BP Genel Başkanı Mustafa Destici’nin ‘Evet’ kararına uymayacağını açıklayan BBP’nin Fatsa İlçe Başkanı Fatma Yümlü de Baykal’ın konuşma yaptığı salona geldi. Yümlü’nün geldiğini farketen Baykal “Arkadaşlar Büyük Birlik Partisi İlçe Başkanı Fatma Yümlü arkadaşımızın da aramızda olduğunu öğrendim” diyerek Fatma Yümlü’nün elini sıktı, daha sonra bütün salon BBP’li kadın başkanı alkışladı.
CHP Antalya Milletvekili Deniz Baykal, partisinin Fatsa’da düzenlediği anayasa değişikliği ve referandumla ilgili toplantıya katıldı. Toplantıya CHP Genel Başkanı Yardımcısı Ordu Milletvekili Seyit Torun, CHP eski Ordu Mellitvekili İdris Yıldız, CHP Ordu İl Başkanı Atilla Şahin, CHP Fatsa İlçe Başkanı Onur Çam ile çok sayıda partili katıldı.
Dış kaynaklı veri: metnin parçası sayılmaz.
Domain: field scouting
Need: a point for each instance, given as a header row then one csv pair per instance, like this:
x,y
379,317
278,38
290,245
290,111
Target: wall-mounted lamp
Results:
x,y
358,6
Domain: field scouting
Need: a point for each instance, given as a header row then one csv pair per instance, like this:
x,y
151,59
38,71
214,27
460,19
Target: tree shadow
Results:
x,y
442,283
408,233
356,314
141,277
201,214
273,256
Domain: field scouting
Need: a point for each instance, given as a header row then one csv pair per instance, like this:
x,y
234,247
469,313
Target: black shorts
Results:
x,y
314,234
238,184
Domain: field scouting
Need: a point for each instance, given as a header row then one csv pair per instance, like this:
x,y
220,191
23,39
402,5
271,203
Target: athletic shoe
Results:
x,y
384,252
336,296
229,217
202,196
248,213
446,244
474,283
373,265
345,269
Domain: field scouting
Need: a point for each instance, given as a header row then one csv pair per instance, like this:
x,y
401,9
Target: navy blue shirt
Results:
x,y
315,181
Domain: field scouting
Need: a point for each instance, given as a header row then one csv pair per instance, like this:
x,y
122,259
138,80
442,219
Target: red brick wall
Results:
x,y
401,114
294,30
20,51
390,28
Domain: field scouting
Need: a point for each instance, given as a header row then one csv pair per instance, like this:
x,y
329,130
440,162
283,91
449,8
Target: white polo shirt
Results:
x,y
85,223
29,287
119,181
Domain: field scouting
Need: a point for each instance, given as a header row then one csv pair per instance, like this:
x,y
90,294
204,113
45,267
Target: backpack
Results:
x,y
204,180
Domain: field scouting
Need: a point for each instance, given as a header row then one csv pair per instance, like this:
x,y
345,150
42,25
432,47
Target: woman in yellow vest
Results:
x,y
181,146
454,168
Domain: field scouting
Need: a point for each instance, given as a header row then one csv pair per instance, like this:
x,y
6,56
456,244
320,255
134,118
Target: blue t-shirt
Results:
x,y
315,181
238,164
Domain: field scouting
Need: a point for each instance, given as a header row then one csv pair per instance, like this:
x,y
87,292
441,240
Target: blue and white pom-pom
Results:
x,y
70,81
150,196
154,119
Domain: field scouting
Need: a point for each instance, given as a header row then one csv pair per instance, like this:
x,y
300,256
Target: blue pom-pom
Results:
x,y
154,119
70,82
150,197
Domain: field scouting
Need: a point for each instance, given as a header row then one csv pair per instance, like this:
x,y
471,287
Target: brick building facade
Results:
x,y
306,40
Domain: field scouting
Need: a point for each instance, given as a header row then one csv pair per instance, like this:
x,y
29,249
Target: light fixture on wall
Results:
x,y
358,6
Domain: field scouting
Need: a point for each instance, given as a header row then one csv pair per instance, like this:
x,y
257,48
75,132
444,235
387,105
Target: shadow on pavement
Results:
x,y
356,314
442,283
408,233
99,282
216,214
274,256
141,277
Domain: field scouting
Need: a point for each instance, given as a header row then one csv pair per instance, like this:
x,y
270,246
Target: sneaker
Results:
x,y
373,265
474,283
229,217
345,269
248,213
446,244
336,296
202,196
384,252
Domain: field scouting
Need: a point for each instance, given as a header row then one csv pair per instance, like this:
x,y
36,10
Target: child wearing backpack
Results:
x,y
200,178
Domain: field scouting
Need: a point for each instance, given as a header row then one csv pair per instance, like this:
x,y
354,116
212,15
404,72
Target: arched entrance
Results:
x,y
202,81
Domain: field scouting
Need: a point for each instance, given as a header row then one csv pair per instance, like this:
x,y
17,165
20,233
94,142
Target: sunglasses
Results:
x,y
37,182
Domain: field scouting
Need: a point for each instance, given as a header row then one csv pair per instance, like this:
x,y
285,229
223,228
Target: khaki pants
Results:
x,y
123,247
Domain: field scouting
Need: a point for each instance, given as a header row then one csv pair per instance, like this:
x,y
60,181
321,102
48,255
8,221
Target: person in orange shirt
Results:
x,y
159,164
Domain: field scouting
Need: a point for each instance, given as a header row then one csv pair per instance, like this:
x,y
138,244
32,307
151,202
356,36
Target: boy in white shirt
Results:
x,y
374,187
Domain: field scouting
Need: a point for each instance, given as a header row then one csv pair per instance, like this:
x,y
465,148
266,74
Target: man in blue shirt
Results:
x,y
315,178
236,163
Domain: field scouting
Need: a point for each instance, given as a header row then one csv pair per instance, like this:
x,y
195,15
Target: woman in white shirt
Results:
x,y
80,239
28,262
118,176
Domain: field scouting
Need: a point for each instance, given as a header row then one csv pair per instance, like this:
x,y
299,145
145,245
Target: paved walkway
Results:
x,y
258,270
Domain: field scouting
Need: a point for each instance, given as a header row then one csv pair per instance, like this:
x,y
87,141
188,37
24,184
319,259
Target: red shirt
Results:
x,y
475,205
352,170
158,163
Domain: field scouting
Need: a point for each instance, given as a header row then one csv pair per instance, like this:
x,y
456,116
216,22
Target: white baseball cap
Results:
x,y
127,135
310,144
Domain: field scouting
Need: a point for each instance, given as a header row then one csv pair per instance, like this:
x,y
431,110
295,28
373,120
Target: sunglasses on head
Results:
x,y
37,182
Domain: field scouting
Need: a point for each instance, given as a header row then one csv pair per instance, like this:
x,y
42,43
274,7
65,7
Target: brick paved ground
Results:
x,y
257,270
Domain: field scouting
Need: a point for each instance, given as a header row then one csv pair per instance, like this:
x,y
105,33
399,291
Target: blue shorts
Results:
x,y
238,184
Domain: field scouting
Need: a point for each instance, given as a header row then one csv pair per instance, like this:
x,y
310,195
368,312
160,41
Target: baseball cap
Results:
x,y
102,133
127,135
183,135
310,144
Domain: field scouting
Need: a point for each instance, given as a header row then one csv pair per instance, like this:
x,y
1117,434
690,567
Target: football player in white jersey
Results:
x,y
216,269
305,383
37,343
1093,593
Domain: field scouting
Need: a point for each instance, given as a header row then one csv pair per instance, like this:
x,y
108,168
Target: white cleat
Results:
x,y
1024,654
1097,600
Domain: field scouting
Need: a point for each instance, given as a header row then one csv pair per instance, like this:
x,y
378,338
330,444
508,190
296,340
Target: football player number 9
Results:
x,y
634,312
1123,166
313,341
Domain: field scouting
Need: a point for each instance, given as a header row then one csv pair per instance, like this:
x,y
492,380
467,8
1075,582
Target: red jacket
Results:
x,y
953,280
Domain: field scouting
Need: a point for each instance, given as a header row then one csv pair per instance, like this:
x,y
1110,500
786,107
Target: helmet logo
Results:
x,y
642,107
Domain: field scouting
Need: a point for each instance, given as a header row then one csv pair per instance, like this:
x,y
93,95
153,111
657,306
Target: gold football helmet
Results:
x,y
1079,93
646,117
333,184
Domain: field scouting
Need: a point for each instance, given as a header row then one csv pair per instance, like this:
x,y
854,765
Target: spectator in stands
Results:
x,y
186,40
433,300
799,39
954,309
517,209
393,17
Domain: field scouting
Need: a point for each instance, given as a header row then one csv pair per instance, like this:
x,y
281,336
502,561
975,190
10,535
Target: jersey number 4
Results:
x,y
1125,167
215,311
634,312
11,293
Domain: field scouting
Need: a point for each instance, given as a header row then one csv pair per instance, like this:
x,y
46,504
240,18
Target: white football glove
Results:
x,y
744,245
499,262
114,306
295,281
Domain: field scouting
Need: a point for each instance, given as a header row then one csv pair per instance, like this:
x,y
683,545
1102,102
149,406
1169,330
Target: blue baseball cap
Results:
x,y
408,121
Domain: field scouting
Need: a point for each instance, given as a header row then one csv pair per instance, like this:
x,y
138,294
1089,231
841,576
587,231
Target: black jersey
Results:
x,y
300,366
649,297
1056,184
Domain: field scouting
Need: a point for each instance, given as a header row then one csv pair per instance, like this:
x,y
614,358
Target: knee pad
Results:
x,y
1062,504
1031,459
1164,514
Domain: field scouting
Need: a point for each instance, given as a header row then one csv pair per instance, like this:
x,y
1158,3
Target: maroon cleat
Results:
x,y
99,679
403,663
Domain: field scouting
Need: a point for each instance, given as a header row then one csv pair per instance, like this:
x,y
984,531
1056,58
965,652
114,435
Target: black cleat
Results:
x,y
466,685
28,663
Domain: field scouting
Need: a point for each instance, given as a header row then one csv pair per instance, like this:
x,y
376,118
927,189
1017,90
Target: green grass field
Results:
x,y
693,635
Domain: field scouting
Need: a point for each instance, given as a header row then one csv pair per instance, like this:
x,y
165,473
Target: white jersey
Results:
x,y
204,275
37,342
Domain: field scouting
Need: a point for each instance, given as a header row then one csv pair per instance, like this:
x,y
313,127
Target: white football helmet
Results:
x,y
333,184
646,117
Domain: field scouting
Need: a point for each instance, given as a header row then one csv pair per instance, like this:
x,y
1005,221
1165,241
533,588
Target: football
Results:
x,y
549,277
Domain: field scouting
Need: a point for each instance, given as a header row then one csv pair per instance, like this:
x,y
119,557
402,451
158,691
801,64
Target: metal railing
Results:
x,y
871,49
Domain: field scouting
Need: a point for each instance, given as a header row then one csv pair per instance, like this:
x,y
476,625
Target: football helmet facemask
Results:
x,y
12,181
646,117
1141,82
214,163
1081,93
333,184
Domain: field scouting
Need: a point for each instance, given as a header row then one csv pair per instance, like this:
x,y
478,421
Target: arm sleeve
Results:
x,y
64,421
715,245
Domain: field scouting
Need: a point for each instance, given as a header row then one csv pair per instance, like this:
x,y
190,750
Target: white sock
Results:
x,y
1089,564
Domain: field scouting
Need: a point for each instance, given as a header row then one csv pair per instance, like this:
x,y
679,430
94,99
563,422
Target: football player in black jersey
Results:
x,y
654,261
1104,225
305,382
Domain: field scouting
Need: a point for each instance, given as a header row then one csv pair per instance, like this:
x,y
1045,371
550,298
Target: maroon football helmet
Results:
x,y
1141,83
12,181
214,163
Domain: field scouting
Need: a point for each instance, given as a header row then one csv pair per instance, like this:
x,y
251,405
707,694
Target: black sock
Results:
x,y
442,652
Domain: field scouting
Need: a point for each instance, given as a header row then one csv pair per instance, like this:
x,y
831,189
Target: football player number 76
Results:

“Bugün ülkenin önümüzdeki çok önemli bir konusunu, çok önemli bir sorununu karşılıklı konuşmak için bir aradayız” diyen Deniz Baykal, şöyle konuştu:
“Türkiye’nin geleceği ile yakından ilgili, Türkiye’nin tarihsel kimliğinin, siyasal benliğinin çok önemli bir yol ayırımına geldik. Geleceğimizin bugüne kadar alıştığımız belki zaman zaman şikayet ettiğimiz ama bizim olan bizim olduğunu bildiğimiz kendi alın terimizle, kendi emeğinizle ortaya koyduğunuz siyasi çizgimizin çok tehlikeli, çok kaygı verici, çok sakıncalı bir istikamete doğru yönlendirilip, yönlendirelemeceğini kararının konuşulacağı bir dönemde bir aradayız. Ben buraya bu duygularla geldim. Elbette benim bir siyasi kimliğim var. Çoğunuzun da bir siyasi kimliği vardır. Ben Cuhruriyet Halk Partiliyim ve Cuhruriyet Halk Partili olmaktan da iftihar ediyorum. Türkiye’nin siyasi yapısının ortaya çıkmasına en büyük aktif katkıyı yapan bu Türkiye Cumhuriyeti projesini tasavvur eden, hayata geçiren, önündeki bütün engelleri aşan, önündeki askeri, sosyal engelleri aşan ve bugün bu bölgenin en saygın en istikrarlı, en güçlü potansiyelinin tümünü henüz değerlendirememiş ama aydınlık bir geleceğinini önünde ihtişamla duran bir Türkiye Cumhuriyeti’nin ortaya çıkmasına doğrudan yönlendirilmiş bir siyasi parti olduğumuzu bildiğim için elbette iftihar ediyorum. Cumhuriyet Halk Partisi’nin ilkelerine, ahlakına, temel değerlerine bugün geçmişte olduğundan çok daha fazla ihtiyacı olduğunu görüyorum.”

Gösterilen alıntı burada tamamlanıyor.